Over the last two decades, the reported global prevalence of active HD infection has decreased by over 90%. 18 The lack of a commensurate decline in disease incidence is cause for concern. From 1994 through 2003, the yearly new case detection rate was consistently greater than 500,000 new cases per year.

Risk of relapse

While progress in treating HD is being celebrated, there is a risk that this progress will diminish the perceived benefit of continuing to spend resources on HD, as other competing priorities (e.g., human immunodeficiency virus/acquired immunodeficiency syndrome, malaria, and tuberculosis) may appear to be of relatively greater importance. The resurgence of drug-resistant tuberculosis in the United States after public health resources were diverted to other priorities may be instructive of the need to continue devoting adequate resources to a communicable disease that has currently left one million to two million people worldwide with permanent disabilities.
It is important to remember that managing this condition entails both treating the bacterial infection and limiting the risk of persistent nerve damage and consequent disability.
Furthermore, whether success can result in a paradoxical delay in therapy and an increase in the severity of impairment should be evaluated. As a sickness or condition gets increasingly rare, a treating physician must have a higher level of suspicion to properly diagnose or refer a patient for care.
Even though we've come a long way in eradicating leprosy, the disease still exists in some countries, particularly in Africa and Asia, where it's often found in remote and hard-to-reach areas. Additionally, the disease still carries a significant social stigma, and people affected by leprosy continue to face discrimination and marginalization.

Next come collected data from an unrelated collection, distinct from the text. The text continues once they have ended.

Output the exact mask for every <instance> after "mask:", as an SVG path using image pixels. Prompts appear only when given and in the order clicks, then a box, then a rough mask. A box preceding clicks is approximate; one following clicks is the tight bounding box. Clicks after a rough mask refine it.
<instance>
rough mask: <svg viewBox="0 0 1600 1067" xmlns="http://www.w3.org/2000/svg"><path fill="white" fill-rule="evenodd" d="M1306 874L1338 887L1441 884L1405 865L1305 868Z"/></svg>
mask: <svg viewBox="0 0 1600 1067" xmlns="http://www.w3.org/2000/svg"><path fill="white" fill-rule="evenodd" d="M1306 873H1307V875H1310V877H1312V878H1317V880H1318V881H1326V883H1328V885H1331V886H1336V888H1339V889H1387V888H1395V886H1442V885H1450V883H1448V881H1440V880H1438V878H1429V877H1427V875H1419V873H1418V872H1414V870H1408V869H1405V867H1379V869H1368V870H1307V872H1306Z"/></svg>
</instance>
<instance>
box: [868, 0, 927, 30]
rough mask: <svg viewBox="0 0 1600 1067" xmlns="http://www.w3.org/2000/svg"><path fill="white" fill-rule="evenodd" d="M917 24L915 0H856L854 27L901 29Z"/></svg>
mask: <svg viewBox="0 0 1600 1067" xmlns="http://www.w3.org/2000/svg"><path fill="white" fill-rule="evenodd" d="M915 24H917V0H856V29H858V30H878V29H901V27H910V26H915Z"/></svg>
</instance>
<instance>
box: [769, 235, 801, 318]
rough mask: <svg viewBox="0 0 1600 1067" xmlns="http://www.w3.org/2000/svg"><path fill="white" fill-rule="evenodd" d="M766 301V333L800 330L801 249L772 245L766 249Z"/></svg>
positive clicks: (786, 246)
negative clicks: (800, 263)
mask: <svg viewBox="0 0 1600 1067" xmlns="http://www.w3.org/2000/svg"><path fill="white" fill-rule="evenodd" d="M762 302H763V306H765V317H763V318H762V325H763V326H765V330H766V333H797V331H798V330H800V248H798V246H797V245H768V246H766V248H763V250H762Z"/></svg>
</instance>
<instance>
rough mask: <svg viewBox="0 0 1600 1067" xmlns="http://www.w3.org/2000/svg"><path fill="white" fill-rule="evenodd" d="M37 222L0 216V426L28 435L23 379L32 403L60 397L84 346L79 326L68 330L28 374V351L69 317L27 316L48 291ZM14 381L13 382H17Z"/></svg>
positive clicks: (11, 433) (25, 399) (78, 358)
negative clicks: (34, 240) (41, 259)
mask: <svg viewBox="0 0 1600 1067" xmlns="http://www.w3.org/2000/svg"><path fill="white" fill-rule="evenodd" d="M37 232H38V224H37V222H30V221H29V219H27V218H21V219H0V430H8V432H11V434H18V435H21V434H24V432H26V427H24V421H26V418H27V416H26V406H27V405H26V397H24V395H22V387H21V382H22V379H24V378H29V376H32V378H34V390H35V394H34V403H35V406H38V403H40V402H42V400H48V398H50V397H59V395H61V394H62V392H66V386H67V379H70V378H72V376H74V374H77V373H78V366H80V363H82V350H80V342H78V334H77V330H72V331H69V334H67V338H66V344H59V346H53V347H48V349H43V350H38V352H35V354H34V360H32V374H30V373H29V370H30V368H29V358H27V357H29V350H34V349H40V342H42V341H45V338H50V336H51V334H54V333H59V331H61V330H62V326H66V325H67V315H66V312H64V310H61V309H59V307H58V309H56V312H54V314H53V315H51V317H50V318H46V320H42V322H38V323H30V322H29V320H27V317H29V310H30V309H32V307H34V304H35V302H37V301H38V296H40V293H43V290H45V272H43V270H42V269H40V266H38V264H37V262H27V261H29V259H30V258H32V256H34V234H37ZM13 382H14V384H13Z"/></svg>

HD continues to be riddled with paradoxes. It is one of the oldest diseases known to man and the first human bacterial pathogen discovered; nonetheless, significant gaps in our fundamental understanding of this disease remain in comparison to other infectious diseases. More than 95% of the population possesses a natural resistance to the disease, current antibiotic treatment is available to remove a patient's infection, and early treatment can prevent or significantly reduce the disease's repercussions. Nonetheless, there are many cultural misconceptions, superstitions, and stigmas connected with HD that prevent early detection and treatment-seeking behavior.
Despite several challenges, significant progress has been made in giving treatment to millions of people and combating social stigma and misinformation. 22,23 Hopefully, the progress made thus far will be maintained and advanced by governments' continued political will, ongoing research into the basic understanding of the disease and improved treatments or vaccines, and maintaining a high index of suspicion in both the public and medical communities that HD might be a treatable cause of a patient's condition. If this is the case, there is a chance that HD will no longer be one of the top causes of physical disability in the world.